Tuesday, June 1, 2010

The Train to Murree

The Stocks weren’t kidding when they laughingly told me that the 24 hour train ride from Mirpurkhas on the southern boarder to Murree where the missionary school is nestled in the foothills of the Himalaya mountains would take my initiation into the Pakistani lifestyle to a whole new level. I spent Saturday morning playing with my new hostel children friends and sitting in on a Urdu Bible lesson. At 1:30 Paul bustled in calling, “We have only 2 and a half hours to get ready!” We needed to pack for our week at Ashley’s boarding school in Murree. Paul wanted very much for us all to be on the road to Hyderabad, the city with the train station, by 4:00 so that we could stop to visit a man in the hospital. Unfortunately, the rushing around accumulating sheets, clothes, books, games, and food took until 5:00 and we had just time to be driven two hours to catch our 7:30 train.

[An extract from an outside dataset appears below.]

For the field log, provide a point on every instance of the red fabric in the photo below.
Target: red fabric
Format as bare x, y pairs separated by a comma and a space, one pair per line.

As the car took us to Hyderabad, the desert scenery rolling and bouncing by, I tried to doze. I awoke as we were pulling into the city. I stared as Paul pointed out the towering remains of a brick fort build in the age of the Mogal Empire. It was already beginning to get dark by the time we unloaded at the station. Old porters with dark, weathered skin and white hair wrapped cloth around their foreheads and stacked our large, clumsy suitcases two high on top of their heads. I wasn’t feeling well at the time waiting on the station and the time went by in a blur of beggars, chattering passers by, and rushing trains.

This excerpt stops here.